# Acrobat Reader...



## Meister Eder (4. November 2002)

hallo,

ich hab ein problem mit acrobat reader. ich kann die datei (textdatei) zwar laden, kann aber nichts an ihr verändern wie löschen oder schreiben.
ich hab das ganze auch schon mit photoshop geöffnet und dann wieder als pdf. gespeichert, aber die qualität war schlichtweg unleserlich.

hat einer von euch eine ahnung wie ich eine pdf datei ohne qualitätsverlust verändern kann ?

danke !

eder


----------



## Christoph (4. November 2002)

der Acrobat Reader von Adobe heisst nicht umsonst
READER *g*

egal, mit Adobe Acrobat kannste du gute PDF´s machen.


----------



## Meister Eder (5. November 2002)

machen kann man sie schon, aber wie kann ich sie verarbeiten ?
ich hab also ein pdf als texdatei und will in dem text was ändern.
hab´s mit photoshop geöffnet und das textstück gelöscht, hab was anderes drübergeschrieben und hab´s wieder als pdf gespeichert.
als ich es dann ausdruckte war die qualität verdamt mies.

gibt es eine möglichkeit pdf´s zu bearbeiten ohne qualitätsverlust ?


----------



## Christoph (5. November 2002)

ADOBE ACROBAT: http://www.adobe.de/products/acrobat/main.html
FREEHAND 20: http://www.macromedia.com/de/

sind meiner meinung nach die besten


----------



## Meister Eder (5. November 2002)

ähäm...

ich will die pdf´s bearbeiten, einen acrobat reader hab ich ja, aber mit dem kann ich nichts in der schrift ändern/löschen/dazuschreiben !


----------



## Christoph (5. November 2002)

*zurückhalt*

ich hoff du weisst das es einen Unterschied zwischen Acrobat READER und acrobat gibt?
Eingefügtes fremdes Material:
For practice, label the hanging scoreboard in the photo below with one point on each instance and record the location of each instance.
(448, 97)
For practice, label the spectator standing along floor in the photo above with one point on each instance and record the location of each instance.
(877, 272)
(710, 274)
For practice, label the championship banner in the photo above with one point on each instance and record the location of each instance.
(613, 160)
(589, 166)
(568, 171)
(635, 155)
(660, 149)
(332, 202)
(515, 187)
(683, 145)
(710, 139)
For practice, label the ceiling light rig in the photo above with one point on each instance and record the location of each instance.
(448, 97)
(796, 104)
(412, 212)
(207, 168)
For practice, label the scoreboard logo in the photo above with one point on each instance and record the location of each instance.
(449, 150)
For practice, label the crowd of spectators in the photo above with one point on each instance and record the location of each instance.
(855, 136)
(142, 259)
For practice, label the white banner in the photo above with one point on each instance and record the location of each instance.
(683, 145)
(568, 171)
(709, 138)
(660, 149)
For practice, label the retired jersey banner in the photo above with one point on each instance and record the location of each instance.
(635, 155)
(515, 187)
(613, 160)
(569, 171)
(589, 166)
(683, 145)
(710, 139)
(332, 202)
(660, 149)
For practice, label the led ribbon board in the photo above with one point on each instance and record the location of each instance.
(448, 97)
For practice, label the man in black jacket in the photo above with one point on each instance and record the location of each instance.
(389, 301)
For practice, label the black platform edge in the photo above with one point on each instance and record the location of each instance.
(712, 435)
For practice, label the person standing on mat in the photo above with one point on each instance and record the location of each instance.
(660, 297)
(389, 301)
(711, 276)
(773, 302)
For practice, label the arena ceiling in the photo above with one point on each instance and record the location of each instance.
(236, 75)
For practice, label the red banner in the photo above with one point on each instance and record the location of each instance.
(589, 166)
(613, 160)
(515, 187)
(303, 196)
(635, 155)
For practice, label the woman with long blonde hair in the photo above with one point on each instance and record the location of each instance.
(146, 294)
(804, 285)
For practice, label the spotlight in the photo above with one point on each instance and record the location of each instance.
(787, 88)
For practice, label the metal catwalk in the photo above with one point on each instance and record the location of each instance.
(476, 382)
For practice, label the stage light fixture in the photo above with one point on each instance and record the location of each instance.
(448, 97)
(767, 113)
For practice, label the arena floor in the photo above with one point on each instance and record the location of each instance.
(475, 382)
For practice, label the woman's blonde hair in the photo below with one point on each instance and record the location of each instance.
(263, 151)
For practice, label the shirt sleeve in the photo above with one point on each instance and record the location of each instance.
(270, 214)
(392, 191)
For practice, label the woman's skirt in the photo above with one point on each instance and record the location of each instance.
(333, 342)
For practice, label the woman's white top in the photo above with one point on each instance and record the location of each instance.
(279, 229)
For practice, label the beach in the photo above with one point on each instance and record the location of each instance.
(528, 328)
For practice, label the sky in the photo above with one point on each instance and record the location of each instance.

mit dem ACROBAT, kann man PDF´s erstellen, bearbeiten.


----------



## Meister Eder (5. November 2002)

... ach ja ?
oh !

was also tun ?

acrobat besorgen ? kann ich denn mit dem pdf´s einlesen und bearbeiten ?


----------



## mirscho (5. November 2002)

@hochi wirklich gute erklärungen...jez dürfte auch ich es langsam verstanden haben 

..also, hochi hat das schon gesagt, du brauchst acrobat von adobe
da gibt es nicht nur den reader sonder auch distiller, server usw...
so, nur empfehle ich dir, such dir lieber ein freeware tool was pdfs erzeugen kann. hatte da mal was vor längerer Zeit in der Chip oder pcwelt gelesen...warum sage ich das? Weil du garantiert nicht willig bist 500€ auszugeben dafür, oder ist das erzeugen solcher dokumente deine tägliche arbeit?...ich denk mal nicht...

so und jez guck mal nach solchen programmen im inet...sorry das ich dir keinen namen sagen kann, aber ich beschäftige mich damit nicht...


bis denne...


----------



## Christoph (5. November 2002)

PDF Express 9X 2.00  => http://www.pdftoolshed.com/
Acropad PDF Creator 1.0  ==> http://www.dreamscape.it/
PDF-XChange 2.00.0065  ==> http://www.docu-track.com/
Easy PDF 1.6  ==> http://www.visagesoft.com/
Easy PDF Converter 2.0  ==> http://www.sowedoo.com/
Text-PDF 1.2  ==> http://www.aldostools.com/

als ob ihr nicht selber suchen könntet


----------



## mirscho (5. November 2002)

warum ich?!?  :| 

will ich pdfs erstellen? nöööööö %) 

aber trotzdem: HERZLICH DANK! *händschüttel*


----------



## Meister Eder (5. November 2002)

danke für die links hochi, hab´s mitlerweile auch schon mit pdf express gelöst.
ach ja, warum selber suchen wenn der hochi sucht ?


----------



## Meister Eder (5. November 2002)

@ hochi:
ach ja, ich hab gelelesen du arbeitest im medienbereich. was genau machst du denn da ? (pm)


----------



## Christoph (6. November 2002)

> warum selber suchen wenn der hochi sucht ?


naja so lustig is das dann auch nicht :|


----------



## Meister Eder (6. November 2002)

war ja nicht böse gemeint


----------